England's libel law is being used to bully people into silence, quash dissent and destroy criticism, comic Dara O'Briain said today.

O'Briain backed the need for urgent reform of a "ridiculous system" that was attracting libel tourists and threatening freedom of speech.

The performer and author was speaking the day before leading academics, medical and science editors and human rights activists will lobby MPs and peers to reform libel laws.

Last month, Justice Secretary Jack Straw said he was preparing proposals for reform, calling the current system "unbalanced".

Speaking at the launch of the campaign at The Law Society in central London, O'Briain said: "The libel laws which were initially set up to protect the reputation of individuals at a time when companies weren't the entities they are now are being used by companies to essentially quash dissent and to destroy criticism.

"That's a major problem. Companies can basically bully people out of saying bad things about their products and services."
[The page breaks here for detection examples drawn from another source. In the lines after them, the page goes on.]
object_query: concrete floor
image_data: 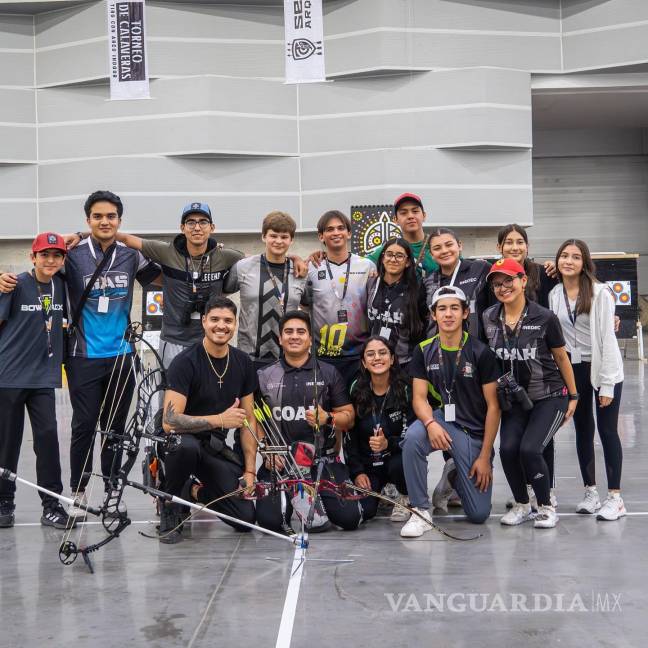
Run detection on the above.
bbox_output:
[0,362,648,648]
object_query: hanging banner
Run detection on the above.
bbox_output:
[284,0,326,83]
[107,0,150,100]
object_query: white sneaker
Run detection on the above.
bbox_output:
[432,459,455,513]
[533,504,558,529]
[401,508,432,538]
[596,493,626,521]
[390,493,412,522]
[500,502,535,526]
[67,491,88,519]
[576,486,601,514]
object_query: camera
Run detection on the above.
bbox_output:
[181,295,207,326]
[497,373,533,412]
He added that the "ridiculous" system meant discussion of issues in the public interest, such as dubious medical practices or the benefits of a new pill, were being prevented by the fear of libel.

The Mock The Week presenter also joked his support came at "great personal cost" as he had run a travel agency specialising in libel tourism for many years.
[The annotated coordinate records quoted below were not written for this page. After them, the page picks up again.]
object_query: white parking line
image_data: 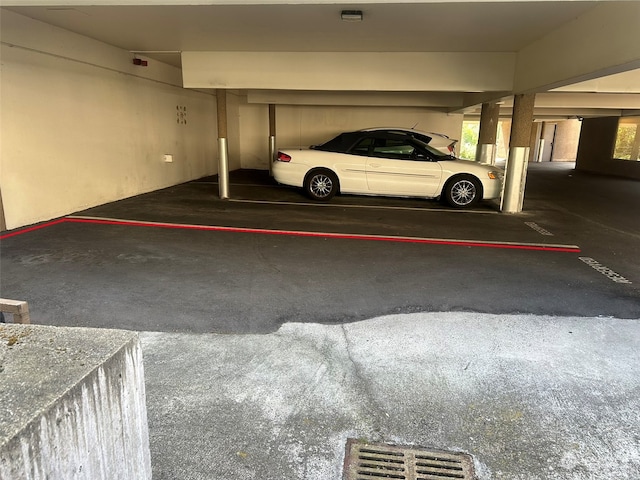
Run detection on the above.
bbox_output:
[228,198,500,215]
[524,222,553,237]
[578,257,632,285]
Roger Highfield, New Scientist editor, agreed the libel laws were having a "chilling effect on the discussion of medical therapies".
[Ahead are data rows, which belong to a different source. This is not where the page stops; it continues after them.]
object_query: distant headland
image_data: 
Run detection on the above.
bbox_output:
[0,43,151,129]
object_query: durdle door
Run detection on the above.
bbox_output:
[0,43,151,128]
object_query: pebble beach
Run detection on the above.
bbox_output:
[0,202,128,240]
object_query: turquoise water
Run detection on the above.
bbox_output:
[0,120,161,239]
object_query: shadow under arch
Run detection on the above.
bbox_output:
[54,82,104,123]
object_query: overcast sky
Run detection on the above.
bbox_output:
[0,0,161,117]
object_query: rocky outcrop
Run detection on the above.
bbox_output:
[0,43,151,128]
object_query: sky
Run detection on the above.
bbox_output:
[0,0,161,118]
Author AC Grayling said it was a "profound injustice" that big organisations could "buy the silence of other people".

The libel laws were "an instrument to bash other people with and that's just unacceptable", he said.

Broadcaster Nick Ross added the laws amounted to "bullying done under the veneer of respectability and decency" and libel was a "shameful process".

"The law is simply on the side of the devil, as far as I can see," he said.

Stand-up comic Alexei Sayle, who won a libel case brought against him, added it was "absurd" that he could have lost everything by "saying some words", and joked that he may as well have "stabbed the f*****".

Tracey Brown, managing director of Sense About Science, one of the organisations calling for reform, said the fear of libel was "so damaging".

Human rights groups are holding back on criticising companies, critical biographies were being hindered, and US newspapers were considering blocking users with UK ISP addresses, she said.

Ms Brown added there was "international embarrassment" over the laws, which were also causing medical journals to hold back publication of reports, blocking critical reviews of misleading therapies and leading to fraudulent scientific papers not being withdrawn.

The Coalition for Libel Reform, backed by English PEN, the Index on Censorship, Sense About Science and Reporters Without Borders, said the cost of a libel trial was often in excess of £1 million and 140 times more expensive than libel cases in mainland Europe.

Stephen Fry, who was not at today's launch, said the current situation with "archaic, unfair and illiberal libel laws" was making England a "global laughing stock".

Last month, Mr Straw said radical change was needed.

Media outlets and individuals had to be given clearer rights to freedom of expression, he said.

Freedom of speech campaigners have suggested that libel payouts could be capped at £10,000, and apologies made the main remedy.

There have also been calls for the burden of proof to be shifted, so claimants have to demonstrate damage.